Having drawn on their reserves of character to overcome a 16-3 deficit built on two opening-quarter tries from wing Yoann Huget, the visitors looked comfortable as they established a 24-19 lead.
But Fickou scored a superb try courtesy of some dazzling footwork to shatter Stuart Lancaster’s side.
England launched their RBS 6 Nations campaign with a heavyweight showdown against France in Paris that saw wing Jack Nowell and centre Luther Burrell make debuts.
Jonny May won his second cap on the left wing in an inexperienced backline, while Jules Plisson made his Test bow as Les Bleus’ fly-half.
Underdogs England had predicted a ferocious onslaught from France’s pack in a match that was expected to be pivotal to the Six Nations title race.
England endured a wretched start as they slipped behind with just 31 seconds on the clock, though luck played a role in France's try.
The kick-off sailed over the head of Joe Launchbury and was knocked on by Nowell.
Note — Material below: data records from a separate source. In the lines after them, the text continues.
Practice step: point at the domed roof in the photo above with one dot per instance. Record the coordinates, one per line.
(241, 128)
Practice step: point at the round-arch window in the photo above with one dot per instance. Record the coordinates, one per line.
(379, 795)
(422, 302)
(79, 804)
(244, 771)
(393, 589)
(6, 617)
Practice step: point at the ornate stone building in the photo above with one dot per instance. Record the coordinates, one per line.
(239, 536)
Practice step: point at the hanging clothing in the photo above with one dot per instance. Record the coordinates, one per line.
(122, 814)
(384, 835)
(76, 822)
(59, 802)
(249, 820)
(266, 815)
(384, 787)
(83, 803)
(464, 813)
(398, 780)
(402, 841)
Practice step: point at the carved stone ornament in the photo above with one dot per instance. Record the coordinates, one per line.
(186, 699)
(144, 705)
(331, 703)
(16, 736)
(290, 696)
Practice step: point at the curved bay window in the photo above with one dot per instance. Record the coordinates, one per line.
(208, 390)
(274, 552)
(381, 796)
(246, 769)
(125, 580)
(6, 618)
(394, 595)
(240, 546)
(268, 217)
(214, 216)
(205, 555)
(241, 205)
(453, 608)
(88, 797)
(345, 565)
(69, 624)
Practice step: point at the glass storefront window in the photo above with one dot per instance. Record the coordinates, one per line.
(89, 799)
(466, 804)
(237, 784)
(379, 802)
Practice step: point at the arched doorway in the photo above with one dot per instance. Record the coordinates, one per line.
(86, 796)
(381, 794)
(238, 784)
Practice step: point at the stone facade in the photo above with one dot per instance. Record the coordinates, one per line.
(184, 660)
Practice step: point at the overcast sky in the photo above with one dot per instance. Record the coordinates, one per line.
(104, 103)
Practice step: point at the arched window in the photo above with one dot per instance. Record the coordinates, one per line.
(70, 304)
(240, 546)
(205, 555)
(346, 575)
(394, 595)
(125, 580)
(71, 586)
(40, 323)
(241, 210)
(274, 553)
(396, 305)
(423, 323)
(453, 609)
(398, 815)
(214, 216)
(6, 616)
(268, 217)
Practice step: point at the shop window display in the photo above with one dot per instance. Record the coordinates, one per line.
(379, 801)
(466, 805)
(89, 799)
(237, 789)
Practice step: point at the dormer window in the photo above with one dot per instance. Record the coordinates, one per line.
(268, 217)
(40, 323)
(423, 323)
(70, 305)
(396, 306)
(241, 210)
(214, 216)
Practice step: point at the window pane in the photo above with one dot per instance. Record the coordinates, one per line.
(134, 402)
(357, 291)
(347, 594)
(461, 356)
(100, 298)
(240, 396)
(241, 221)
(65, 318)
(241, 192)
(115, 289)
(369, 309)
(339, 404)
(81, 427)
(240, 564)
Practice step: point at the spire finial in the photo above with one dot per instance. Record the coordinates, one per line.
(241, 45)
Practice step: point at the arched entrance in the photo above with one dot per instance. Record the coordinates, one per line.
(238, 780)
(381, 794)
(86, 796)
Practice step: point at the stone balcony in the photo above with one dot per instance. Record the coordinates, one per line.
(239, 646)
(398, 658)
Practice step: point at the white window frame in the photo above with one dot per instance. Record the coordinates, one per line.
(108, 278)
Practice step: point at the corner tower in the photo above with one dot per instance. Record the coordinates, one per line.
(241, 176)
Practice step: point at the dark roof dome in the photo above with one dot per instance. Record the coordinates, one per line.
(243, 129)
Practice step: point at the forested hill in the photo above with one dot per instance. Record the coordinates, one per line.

France kept hold of possession and spun the ball right where Plisson chipped ahead.
It was an ugly kick and not quite what the Stade Francais fly-half had in mind, but it bounced away from Mike Brown and into the hands of Yoann Huget who raced over.
England settled immediately and attacked with purpose, Burrell making ground down the left before being swamped by the cover defence.
Owen Farrell and Jean-Marc Doussain swapped penalties as a full-blooded opening quarter continued.
England number eight Billy Vunipola dropped a pass and centre Billy Twelvetrees kicked instead of exploiting an overlap.
Disaster struck for a second time in the 17th minute when flanker Tom Wood had the ball stripped from him in the middle of the pitch in an act that was the prelude to France’s second try.
There appeared to be little on, but a weak tackle by substitute Alex Goode on Huget allowed the wing to offload to Brice Dulin.
The full-back chipped ahead and once again England were deceived by the bounce, enabling Huget to score.
Wood was at the centre of a large scuffle as France took exception to a tackle that was marginally late, but no meaningful punches were thrown and the Northampton blindside escaped punishment.
A collapsed scrum enabled Doussain to add another penalty and England’s bad luck continued when Goode – who had replaced blood injury victim Jonny May - danced free of Dulin only to knock on.
France’s scrum was gaining an important foothold in the game and when another set-piece collapsed, the visitors lost another attacking opportunity.
Just as critically it enabled the favourites to probe once again and Picamoles made ground before Dulin hacked ahead and this time the ball bounced off the flag and out of reach.
Both sides were looking for the offload at every opportunity only to gift the ball to the opposition, but their ambition was making for an entertaining match.
Finally England’s attack clicked when a series of drives resulted in a ragged French defence that was exploited when Vunipola fed Brown, who forced his way through three blue shirts to touch down on the line.
Care was only fractionally short when touching down as England made a barnstorming start to the second half, built on Farrell's clever kick into the corner.
The Saracens fly-half landed a penalty and Harlequins team-mates Care and Brown were again heavily involved as the French were shoved backwards.
The tide was turning and England’s dominance finally made an impact on the scoreboard when they took the lead with Burrell’s 48th-minute try.
Vunipola blasted a hole through the midfield and offloaded out of the tackle to Burrell who had picked a superb line that led him straight over the whitewash.
A try-saving tackle by Twelvetrees on Fofana kept France at bay, while at the other end a drop-goal from Care extended England’s lead to five points.
France refused to throw in the towel as they made occasional visits into the opposition 22, but when Nowell forced his way into space it was clear the best moments were belonging to England.
Substitute Maxime Machenaud landed three points and Goode replied in the same vein and the game had become a cagey exchange of kicks, waiting for the opposition to commit an error.
But it was not a mistake that enabled France to break from their half and snatch the lead with three minutes remaining.
Dimitri Szarzewski showed great awareness to delay his pass to Gael Fickou and the wing stepped inside England’s cover and sprinted in under the posts.
And Machenaud’s successful conversion left stunned England holding their heads in despair.